In fact there is a narrow sweet spot for how many triangles a model should contain. For best quality, you want each triangle to cover exactly two screen pixels. If triangles are smaller than this, you cross the Nyquist threshold and get aliasing. If larger, your silhouette will appear polygonal and faceted.
It is not entirely intuitive that the sweet spot is two pixels per triangle as opposed to just one, yet this is true. Consider a circle being approximated as a series of straight line segments. As you increase the number of segments, the circle becomes more perfectly round. By the time each line segment reaches two pixels in length, the circle is perfect. Adding more line segments beyond this point will not give any improvement to the curvature of the shape.
It is obviously impractical to keep all our triangles exactly the same size on screen, given that models must be drawn at different sizes as they or the player move around the world. So how can we draw high detail geometry without aliasing?
Multisampling (or supersampling if you can afford it) helps by giving more headroom before we hit the Nyquist threshold, but this alone is not enough to avoid all geometry aliasing.

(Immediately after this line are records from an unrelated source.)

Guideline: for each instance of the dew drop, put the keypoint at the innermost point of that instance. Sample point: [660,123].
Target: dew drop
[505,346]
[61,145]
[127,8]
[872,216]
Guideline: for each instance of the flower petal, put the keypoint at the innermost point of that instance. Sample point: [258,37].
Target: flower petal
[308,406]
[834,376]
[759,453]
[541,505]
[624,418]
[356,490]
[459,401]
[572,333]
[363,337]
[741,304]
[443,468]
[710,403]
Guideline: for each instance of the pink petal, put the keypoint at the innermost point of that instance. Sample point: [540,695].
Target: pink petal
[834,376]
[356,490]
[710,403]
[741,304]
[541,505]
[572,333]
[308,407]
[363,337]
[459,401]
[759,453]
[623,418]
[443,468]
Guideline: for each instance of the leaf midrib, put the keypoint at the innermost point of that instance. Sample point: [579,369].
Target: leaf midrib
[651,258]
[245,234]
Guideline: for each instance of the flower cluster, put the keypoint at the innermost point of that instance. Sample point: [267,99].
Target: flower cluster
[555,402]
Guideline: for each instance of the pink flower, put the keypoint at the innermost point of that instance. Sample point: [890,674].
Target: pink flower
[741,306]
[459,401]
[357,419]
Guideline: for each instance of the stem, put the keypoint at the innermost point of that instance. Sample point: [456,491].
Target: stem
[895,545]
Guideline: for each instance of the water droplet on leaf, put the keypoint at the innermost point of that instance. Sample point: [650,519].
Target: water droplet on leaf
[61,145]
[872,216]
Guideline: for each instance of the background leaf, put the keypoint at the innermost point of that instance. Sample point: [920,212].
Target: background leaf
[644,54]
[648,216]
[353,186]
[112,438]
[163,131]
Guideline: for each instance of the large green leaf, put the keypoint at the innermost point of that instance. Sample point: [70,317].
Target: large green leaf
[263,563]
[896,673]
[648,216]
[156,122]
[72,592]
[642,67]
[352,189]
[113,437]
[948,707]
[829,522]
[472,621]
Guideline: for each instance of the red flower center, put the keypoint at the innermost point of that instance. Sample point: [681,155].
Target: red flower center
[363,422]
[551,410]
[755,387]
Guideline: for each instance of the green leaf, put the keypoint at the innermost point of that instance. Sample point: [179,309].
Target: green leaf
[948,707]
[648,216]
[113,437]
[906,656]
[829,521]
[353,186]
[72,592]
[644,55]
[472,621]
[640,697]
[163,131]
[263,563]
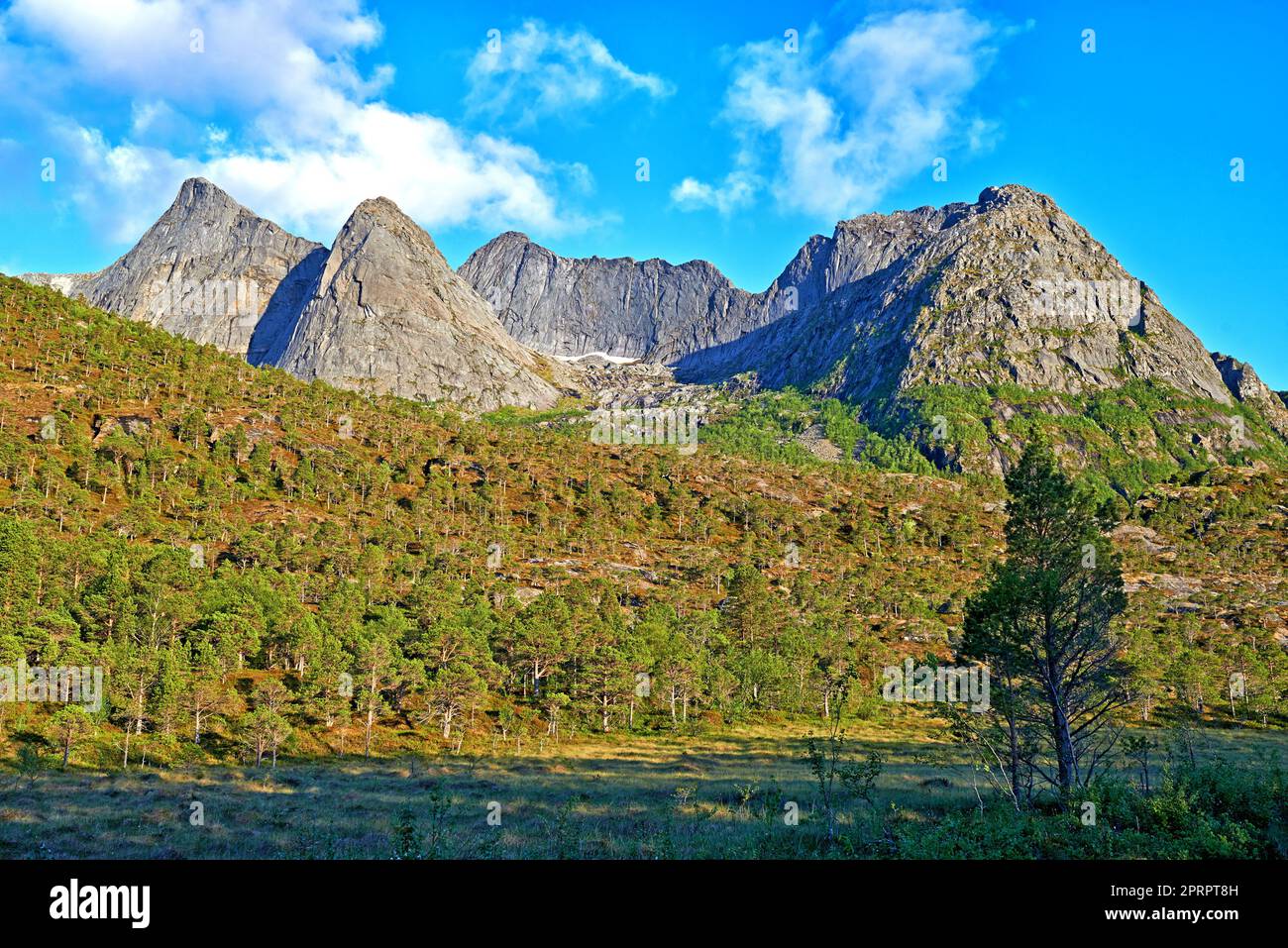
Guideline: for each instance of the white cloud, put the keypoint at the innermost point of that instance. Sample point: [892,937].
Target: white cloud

Normalmaps can be a powerful technique. We have great features for avoiding aliasing when resampling textures, so any time we can take fine detail out of our geometry and replace it with a normalmap, that will help control aliasing. We often think of normalmaps as purely a performance optimization (replacing expensive geometry with a cheap texture map) but they can also boost visual quality (replacing a data representation that cannot be easily filtered with one that supports anisotropic filtering and mipmaps).
Finally, it is important to consider level-of-detail model variants. When the object is far away, replacing that 6000 triangle model with a simpler 1000 or 500 triangle alternative will not only boost perf, but also reduce geometry aliasing artifacts.
Moral: when it comes to triangle counts, more is not always better! Beware of trying to draw more triangles than you have screen pixels to represent. That way lieth the land of aliasing.